Discovery Center can extract hidden text within documents such as PDF's with embedded OCR text. We understand that this may not be desired behavior, so we have described how to disable the extraction of hidden text.

Access and permission to modify the files on the Discovery Center server are required.

Resolution

The steps below describe how to disable the Document Conversion setting that controls this function:

  1. Locate the folder 'C:\Program Files (x86)\Active Navigation\Discovery Center\Analysis\Config'
  2. Inside this folder there are two configuration files called HTMLEXP.CFG & HTMLEXP-U.CFG
  3. Open both of these files in a text editor such as Notepad and locate the line 'showhiddentext yes'
  4. Add a '#' at the start of the line leaving '#showhiddentext yes'
  5. Save the file.

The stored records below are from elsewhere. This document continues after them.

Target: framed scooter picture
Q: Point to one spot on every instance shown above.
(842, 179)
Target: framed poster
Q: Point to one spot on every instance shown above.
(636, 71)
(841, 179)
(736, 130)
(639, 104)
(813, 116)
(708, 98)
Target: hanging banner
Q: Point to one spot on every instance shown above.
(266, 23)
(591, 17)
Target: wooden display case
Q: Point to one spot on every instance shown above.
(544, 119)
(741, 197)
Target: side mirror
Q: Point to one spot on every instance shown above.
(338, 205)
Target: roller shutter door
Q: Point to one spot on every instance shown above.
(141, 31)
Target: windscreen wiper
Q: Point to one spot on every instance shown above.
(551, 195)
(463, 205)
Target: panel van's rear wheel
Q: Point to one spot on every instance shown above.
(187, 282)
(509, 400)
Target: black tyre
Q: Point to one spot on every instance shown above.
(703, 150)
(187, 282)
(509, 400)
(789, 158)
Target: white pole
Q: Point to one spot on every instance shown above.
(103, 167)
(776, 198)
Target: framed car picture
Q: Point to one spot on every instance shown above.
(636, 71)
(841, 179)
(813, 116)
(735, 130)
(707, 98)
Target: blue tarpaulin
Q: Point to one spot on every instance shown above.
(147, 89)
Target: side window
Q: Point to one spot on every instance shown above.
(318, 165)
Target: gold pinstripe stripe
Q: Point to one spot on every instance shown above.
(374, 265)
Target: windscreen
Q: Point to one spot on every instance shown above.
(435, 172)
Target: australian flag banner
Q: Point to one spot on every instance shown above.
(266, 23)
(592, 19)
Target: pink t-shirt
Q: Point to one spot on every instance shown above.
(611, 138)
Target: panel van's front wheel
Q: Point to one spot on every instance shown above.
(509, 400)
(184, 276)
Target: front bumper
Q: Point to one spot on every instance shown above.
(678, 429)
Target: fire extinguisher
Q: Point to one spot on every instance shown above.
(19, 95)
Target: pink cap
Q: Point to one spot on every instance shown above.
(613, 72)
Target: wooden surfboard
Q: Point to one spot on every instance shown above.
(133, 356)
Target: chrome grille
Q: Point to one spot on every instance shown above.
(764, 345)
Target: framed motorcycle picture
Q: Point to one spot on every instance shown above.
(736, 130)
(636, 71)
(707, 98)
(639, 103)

If you encounter problems saving the file ensure that your user account has writes to edit files in this location and adjust file permissions if necessary.
  6. To disable the hidden text feature simply add the '#' back to the configuration file in the original position and re-save both files

If you wish to review the effect of this change to your documents, you can apply the same changes to an installation of the Regular Expression Validator utility. After loading a test file, you can monitor how the change impacts the document conversion.